The Commercial Problem

Glass-filled rubies entered the market in large quantities without always being properly disclosed. The treatment allows a very low-quality rough that might be worth a few cents per carat to be converted into a finished stone selling for $50–$200 per carat to uninformed buyers. The treatment is not stable: acids (including the mild acids in lemon juice, vinegar, or pickle solutions), heat, and abrasive cleaning can damage or remove the glass fill, sometimes dramatically changing the stone’s appearance.

Detection of Glass Fill

Glass-filled rubies have several diagnostic features visible to a trained eye under magnification: flattened bubbles within the glass fill, a network of fractures (visible as a “crackle” pattern) where the glass meets the ruby, an orange flash visible in reflected light (where the glass reflects differently from ruby), and a surface lustre slightly different from natural ruby. Fluorescence under UV light is also different from natural ruby. These features are diagnostic and should be checked whenever ruby of uncertain origin or price is examined.

Fracture Filling in Diamonds

Diamond fracture filling (marketed under various trade names including Yehuda and Koss & Schechter) uses a glass-like material to fill surface-reaching fractures in diamonds, reducing their visibility and improving apparent clarity grade. The treatment is relatively rare compared to coloured stone filling and must be disclosed. The GIA does not grade clarity-enhanced diamonds (fracture-filled or laser-drilled) to a letter grade, which means a clarity-enhanced diamond cannot carry a GIA grading report — an important commercial distinction.

Key Takeaways

Fracture filling improves apparent clarity by injecting a refractive-index-matched material into surface-reaching fractures.

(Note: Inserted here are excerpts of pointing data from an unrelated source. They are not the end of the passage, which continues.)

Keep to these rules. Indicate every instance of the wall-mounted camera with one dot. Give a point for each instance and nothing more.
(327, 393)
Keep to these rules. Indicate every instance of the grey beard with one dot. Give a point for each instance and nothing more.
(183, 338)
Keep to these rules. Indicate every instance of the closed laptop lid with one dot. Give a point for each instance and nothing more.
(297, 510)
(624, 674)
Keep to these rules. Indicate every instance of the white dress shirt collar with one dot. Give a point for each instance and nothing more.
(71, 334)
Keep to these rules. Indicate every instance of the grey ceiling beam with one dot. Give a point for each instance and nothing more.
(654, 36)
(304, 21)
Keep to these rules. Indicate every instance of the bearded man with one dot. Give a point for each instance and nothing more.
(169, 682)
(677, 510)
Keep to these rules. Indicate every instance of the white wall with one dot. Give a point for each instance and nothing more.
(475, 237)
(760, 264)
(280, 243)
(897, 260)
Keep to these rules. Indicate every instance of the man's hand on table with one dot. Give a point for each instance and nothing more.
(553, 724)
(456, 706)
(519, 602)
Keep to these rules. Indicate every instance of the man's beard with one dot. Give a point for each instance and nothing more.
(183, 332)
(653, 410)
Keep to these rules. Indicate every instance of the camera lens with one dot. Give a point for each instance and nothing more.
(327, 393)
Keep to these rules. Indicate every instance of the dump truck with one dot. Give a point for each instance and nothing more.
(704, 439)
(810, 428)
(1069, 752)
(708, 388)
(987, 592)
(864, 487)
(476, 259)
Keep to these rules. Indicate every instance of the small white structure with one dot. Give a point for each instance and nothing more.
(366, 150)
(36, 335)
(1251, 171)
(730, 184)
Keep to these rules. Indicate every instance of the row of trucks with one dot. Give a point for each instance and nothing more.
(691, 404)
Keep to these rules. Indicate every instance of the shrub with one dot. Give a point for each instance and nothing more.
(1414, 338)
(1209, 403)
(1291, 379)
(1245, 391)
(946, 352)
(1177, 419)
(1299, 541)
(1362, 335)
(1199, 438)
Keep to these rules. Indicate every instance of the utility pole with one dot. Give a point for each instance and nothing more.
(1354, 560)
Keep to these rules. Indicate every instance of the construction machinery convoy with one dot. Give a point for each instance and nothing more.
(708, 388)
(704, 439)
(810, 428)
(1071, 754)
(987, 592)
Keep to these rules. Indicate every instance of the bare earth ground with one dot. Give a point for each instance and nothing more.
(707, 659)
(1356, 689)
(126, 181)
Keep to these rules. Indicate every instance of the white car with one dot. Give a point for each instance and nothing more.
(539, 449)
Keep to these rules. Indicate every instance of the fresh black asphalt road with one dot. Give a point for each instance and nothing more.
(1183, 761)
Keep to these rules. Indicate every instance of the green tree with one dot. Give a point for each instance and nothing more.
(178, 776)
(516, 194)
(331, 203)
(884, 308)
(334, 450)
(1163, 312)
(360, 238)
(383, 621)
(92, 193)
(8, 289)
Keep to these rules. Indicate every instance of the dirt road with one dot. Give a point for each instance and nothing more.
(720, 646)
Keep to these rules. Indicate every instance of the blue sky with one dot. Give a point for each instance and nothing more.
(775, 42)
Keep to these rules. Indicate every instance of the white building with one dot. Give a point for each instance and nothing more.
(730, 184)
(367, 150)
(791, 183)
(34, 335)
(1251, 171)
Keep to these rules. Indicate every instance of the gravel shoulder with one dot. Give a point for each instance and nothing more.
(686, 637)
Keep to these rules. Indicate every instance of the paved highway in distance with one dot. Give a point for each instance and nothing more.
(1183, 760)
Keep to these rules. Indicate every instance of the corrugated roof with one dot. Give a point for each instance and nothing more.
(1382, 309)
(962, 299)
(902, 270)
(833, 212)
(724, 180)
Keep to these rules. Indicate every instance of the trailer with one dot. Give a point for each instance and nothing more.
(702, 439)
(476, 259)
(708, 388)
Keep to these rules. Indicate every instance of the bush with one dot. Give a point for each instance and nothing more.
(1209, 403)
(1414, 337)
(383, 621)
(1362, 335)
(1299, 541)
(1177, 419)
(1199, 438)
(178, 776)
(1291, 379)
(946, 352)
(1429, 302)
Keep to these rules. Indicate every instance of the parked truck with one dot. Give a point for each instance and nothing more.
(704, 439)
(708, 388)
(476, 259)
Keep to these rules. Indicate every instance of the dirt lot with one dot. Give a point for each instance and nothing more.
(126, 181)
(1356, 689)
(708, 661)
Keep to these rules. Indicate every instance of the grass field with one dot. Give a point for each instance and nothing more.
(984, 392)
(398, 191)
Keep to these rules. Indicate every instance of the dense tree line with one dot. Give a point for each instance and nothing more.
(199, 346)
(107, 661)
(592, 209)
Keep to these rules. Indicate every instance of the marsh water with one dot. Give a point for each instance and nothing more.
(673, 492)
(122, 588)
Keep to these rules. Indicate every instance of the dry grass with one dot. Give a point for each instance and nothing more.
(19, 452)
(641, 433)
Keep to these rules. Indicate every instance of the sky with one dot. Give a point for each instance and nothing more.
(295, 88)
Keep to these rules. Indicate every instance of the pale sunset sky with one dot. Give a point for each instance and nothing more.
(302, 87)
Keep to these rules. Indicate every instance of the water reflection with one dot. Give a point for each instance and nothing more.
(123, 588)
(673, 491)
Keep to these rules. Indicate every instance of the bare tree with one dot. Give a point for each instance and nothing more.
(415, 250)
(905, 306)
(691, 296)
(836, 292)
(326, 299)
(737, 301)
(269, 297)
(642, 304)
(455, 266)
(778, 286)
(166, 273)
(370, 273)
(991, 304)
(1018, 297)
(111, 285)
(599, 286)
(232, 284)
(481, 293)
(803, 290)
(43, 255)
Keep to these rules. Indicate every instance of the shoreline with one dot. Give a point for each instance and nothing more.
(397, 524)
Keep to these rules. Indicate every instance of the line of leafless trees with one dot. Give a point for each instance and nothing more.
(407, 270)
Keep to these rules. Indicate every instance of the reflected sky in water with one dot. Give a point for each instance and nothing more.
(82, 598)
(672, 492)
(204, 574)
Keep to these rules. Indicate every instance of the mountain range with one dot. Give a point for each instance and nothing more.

Emerald oiling (cedar oil, resins) is centuries-old, widely accepted, and required to be disclosed — assessed on a scale from None to Extensive.

Lead glass filling in ruby is highly invasive, creates a stone that may be more glass than ruby, and is not stable to acid, heat, or abrasion.

Glass-filled rubies show diagnostic features: flat bubbles, crackle patterns, orange flash in reflected light, different UV fluorescence.

Diamond fracture filling removes GIA grading eligibility — no GIA report = significant commercial red flag for diamonds.

Full disclosure of filling type, material, and degree is a legal and ethical requirement in all major markets.